If the kitchen is under floor heated, BTU calculations should be made by excluding the kitchen furniture foot print, otherwise too much heating might be installed into the room.  Heating underneath fine furniture is also likely to cause timber movement and potentially structural damage.

What are the general ergonomics of the client?
Are they exceptionally tall, and what is the height of their partner?  Do they have any disabilities to consider?

 

Bespoke Kitchen Design Tips - Knives and storage

 

Appliances and Kitchen Equipment

What fuel type is available?
Often in rural locations, natural gas is not available which means LPG needs to be considered as an alternative.  If the LPG route needs to me taken, checks need to be made to ensure that chosen gas appliances can be converted to LPG.
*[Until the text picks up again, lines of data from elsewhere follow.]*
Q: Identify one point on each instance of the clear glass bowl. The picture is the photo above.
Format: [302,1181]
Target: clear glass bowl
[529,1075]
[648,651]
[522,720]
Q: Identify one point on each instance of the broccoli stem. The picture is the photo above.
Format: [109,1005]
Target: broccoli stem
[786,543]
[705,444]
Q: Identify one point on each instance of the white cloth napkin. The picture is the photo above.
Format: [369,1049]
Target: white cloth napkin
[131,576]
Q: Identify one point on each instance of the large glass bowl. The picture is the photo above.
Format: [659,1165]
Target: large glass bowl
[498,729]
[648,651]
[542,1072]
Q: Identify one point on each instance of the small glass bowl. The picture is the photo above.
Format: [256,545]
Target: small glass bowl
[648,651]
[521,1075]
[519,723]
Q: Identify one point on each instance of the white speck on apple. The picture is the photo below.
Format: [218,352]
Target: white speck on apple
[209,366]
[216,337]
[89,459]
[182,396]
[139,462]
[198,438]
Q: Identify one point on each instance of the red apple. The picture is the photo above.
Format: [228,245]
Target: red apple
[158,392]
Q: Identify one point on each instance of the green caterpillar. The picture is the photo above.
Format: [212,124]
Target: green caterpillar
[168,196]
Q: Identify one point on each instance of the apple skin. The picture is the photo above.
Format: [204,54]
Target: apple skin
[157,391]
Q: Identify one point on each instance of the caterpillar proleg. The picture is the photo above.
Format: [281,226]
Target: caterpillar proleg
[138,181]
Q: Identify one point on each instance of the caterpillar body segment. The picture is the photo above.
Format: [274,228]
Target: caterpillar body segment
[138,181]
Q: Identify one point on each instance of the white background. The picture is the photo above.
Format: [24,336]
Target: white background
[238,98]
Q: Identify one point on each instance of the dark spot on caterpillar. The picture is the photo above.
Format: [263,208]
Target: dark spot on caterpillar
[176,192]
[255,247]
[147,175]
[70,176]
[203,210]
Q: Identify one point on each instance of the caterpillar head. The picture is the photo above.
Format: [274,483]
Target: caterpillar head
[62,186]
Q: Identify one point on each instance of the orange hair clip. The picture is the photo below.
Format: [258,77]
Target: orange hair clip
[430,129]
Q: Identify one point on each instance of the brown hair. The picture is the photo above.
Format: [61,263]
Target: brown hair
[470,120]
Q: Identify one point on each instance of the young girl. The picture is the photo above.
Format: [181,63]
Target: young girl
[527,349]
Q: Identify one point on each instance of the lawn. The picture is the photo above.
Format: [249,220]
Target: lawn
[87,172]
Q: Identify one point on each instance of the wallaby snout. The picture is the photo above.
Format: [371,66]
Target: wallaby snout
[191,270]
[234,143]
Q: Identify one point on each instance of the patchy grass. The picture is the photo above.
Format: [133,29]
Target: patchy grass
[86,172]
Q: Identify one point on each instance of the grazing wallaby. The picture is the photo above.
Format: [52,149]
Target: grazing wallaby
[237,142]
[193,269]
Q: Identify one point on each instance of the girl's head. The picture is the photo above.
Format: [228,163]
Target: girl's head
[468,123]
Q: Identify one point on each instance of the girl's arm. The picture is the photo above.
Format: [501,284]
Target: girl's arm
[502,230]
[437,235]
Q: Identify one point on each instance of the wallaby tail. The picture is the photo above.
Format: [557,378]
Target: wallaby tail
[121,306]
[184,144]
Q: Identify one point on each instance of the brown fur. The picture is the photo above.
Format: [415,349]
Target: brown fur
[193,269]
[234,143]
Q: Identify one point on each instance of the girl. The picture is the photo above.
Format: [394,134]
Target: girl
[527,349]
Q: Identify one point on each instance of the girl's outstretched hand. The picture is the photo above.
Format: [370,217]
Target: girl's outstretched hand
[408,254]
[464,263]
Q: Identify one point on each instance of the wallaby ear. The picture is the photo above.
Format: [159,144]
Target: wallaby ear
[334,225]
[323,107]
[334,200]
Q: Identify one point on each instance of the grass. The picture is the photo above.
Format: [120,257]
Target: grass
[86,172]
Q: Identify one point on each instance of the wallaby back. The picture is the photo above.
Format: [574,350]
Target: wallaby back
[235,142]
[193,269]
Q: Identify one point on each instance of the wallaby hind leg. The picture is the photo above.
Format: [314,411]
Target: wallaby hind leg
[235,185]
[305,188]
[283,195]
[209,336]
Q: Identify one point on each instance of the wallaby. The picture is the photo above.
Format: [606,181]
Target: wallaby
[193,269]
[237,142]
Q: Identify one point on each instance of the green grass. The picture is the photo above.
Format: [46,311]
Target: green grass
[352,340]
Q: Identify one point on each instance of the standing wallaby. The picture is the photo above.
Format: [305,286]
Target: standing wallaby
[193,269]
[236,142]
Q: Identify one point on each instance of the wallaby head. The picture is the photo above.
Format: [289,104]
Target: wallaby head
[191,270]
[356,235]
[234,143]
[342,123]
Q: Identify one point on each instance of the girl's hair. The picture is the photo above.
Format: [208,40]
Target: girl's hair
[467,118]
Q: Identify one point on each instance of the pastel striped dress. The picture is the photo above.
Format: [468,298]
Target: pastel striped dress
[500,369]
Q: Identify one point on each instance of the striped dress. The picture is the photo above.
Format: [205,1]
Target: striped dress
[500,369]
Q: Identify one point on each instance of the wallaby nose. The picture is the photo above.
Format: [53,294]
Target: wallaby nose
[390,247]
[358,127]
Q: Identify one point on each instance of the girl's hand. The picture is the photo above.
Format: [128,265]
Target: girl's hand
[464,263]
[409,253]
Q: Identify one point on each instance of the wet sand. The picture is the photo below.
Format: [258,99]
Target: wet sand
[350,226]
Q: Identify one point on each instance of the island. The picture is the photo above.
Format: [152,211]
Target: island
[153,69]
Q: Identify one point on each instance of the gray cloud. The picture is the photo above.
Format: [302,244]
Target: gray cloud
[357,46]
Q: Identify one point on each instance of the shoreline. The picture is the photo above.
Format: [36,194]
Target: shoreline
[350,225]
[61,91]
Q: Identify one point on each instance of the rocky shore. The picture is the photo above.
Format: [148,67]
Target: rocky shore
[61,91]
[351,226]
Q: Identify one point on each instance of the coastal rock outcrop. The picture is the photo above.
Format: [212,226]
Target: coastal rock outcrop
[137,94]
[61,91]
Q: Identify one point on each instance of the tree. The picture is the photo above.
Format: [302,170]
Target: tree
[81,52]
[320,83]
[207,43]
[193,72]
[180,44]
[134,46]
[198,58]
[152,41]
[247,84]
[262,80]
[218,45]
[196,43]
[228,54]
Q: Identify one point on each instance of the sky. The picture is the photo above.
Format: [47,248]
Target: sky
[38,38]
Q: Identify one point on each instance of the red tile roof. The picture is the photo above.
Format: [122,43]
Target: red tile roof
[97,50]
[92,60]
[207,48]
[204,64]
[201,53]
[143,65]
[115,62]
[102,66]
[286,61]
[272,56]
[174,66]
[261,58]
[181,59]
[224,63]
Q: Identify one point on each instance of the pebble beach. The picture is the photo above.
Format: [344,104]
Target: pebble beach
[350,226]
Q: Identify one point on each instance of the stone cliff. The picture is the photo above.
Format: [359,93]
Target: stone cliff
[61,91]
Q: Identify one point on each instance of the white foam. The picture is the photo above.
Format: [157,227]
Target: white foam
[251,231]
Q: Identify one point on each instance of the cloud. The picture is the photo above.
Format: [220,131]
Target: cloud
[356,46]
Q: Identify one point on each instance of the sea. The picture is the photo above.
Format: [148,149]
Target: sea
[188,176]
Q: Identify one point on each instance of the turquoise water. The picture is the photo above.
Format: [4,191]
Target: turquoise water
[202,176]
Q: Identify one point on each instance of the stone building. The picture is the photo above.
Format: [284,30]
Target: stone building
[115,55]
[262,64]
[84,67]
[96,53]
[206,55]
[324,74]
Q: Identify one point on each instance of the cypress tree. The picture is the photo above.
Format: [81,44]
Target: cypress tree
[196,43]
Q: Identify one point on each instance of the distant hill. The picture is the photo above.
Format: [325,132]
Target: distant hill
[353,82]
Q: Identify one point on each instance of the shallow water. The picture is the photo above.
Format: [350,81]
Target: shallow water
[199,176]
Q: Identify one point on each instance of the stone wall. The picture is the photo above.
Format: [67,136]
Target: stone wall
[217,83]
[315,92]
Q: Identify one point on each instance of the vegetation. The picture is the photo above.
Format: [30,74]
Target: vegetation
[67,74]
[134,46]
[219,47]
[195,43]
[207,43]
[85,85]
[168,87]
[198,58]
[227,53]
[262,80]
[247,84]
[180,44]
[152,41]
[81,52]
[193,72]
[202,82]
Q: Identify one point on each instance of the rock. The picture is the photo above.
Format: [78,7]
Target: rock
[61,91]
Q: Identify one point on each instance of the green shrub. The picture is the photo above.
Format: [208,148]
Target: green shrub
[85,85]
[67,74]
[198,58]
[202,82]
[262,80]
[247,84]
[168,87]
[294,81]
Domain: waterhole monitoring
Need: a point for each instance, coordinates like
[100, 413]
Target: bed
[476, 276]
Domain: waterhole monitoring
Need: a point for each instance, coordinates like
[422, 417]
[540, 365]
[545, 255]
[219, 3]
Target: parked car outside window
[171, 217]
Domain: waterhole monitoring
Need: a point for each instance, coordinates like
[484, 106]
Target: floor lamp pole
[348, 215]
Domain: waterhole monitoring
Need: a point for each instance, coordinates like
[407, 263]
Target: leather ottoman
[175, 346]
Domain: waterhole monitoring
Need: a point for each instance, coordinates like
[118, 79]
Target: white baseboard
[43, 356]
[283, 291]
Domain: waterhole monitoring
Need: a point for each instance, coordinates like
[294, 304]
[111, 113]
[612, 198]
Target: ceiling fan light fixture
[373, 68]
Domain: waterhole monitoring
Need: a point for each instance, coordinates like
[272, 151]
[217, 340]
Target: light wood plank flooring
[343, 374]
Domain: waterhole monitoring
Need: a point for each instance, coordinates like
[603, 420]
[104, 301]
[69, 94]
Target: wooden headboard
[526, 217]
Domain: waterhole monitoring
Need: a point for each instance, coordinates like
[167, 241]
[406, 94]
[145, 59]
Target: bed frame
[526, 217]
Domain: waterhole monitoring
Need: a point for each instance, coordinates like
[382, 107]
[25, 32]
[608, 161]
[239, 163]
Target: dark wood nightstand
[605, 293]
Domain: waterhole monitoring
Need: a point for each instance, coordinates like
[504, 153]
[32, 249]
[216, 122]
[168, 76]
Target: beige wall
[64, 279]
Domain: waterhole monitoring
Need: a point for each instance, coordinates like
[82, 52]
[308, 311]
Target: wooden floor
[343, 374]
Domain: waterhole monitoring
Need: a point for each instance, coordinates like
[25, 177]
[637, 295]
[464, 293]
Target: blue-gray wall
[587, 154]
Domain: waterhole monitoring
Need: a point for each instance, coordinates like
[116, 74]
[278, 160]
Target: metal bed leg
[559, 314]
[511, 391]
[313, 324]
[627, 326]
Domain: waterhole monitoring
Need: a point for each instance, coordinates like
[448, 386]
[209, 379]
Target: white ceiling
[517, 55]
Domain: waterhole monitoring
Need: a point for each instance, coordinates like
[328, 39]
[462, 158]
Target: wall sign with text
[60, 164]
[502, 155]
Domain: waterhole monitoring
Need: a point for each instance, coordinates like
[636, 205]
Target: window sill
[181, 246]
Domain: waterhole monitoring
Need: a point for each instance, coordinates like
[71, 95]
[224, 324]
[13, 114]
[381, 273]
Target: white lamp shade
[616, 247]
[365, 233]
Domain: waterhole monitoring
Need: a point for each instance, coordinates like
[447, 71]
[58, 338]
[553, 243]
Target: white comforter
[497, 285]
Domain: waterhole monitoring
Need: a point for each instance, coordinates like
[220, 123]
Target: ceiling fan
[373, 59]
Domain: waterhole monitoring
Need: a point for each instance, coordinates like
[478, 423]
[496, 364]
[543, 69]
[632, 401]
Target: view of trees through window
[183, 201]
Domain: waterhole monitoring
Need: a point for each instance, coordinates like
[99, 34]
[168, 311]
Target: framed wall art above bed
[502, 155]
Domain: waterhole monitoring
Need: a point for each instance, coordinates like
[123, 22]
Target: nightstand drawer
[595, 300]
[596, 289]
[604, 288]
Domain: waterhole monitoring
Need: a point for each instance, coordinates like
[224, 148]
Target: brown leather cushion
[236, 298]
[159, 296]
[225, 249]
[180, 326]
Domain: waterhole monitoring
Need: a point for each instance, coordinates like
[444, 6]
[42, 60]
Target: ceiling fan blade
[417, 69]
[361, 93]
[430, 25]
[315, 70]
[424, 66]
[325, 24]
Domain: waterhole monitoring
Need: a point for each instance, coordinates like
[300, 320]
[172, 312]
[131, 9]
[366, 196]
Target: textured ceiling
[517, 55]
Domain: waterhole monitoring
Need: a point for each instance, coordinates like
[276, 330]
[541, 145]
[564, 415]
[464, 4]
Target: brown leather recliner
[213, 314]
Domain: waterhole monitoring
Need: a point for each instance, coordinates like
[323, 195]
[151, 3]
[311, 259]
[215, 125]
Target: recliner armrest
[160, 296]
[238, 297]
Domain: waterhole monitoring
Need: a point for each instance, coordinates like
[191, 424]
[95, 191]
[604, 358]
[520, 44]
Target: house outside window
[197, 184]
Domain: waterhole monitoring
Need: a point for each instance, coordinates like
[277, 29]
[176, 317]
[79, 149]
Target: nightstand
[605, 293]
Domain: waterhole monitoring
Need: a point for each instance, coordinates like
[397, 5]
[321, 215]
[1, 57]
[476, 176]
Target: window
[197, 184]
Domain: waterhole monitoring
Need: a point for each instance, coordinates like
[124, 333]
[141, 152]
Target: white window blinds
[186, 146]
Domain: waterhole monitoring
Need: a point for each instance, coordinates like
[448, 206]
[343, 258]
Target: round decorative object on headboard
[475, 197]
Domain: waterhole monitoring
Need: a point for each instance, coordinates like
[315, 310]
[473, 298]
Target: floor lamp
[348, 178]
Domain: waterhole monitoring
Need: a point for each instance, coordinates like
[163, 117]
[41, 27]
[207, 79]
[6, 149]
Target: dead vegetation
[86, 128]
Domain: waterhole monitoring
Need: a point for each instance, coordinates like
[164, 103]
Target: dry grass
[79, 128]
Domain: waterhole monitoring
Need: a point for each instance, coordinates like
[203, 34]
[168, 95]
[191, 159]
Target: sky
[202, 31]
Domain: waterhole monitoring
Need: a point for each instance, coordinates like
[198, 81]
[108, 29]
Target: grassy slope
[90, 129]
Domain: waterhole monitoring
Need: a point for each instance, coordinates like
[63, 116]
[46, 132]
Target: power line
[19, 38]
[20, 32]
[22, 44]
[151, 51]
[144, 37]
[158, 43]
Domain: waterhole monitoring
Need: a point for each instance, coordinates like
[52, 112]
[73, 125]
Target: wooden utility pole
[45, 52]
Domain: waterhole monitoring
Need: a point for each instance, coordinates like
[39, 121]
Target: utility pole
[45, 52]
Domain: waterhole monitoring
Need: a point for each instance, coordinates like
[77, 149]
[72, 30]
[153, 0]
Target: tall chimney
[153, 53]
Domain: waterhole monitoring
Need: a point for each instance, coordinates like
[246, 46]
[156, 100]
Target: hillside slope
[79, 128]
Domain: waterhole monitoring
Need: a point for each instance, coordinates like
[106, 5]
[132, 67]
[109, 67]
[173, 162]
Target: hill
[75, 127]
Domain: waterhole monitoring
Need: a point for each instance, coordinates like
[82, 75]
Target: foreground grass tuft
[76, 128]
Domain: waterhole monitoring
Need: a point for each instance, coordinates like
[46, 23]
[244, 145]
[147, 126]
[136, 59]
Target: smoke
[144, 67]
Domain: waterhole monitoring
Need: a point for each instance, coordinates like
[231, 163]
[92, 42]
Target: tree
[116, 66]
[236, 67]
What is the oven capacity needed and how many hobs are required?

Does the client prefer a range oven or ovens in column?
Understanding the age of the client is an an import factor when choosing positions of ovens in a kitchen, flooring types, access, waste routes and so on.

What type of cooking does the user of the kitchen do?
Knowing this will effect the choice of appliances.  Oven types can vary from conventional, fan assisted, grilling, baking, steaming, microwave and multi-functional options whereas hobs now come in a dizzying variety, including ceramic, induction, gas, wok, grille, steam, fryer, Teppanyaki, domino.

What are the kitchen extraction requirements?
Where is extractor motor located?  Ideally in-line or externally as this will be quieter. Does the client fry a great deal on a Teppanyaki type hob?  Knowing the size of the room in cubic metres will effect the size of the extractor motor.

What type of lighting is integrated into the extractor system?
Does this co-ordinate with the task lighting throughout the rest of the kitchen?

 

Additional cold storage in the pantry of a 19th century London house

 

Refrigeration

What volume of refrigeration and freezer is required?

Is there remote cold storage available?
There is little point in taking up critical space in the main kitchen with long term storage.

What wine storage and cold drink storage is needed? 

Is cold water and ice making required?

 

This recessed cupboard conceals a fridge. The other hides a microwave and pot storage.

 

Water, Sinks, Dishwashing and Waste

Is there enough drop?
It’s important to consider waste water routes when siting sinks to ensure enough drop is available to deliver grey water into the drainage.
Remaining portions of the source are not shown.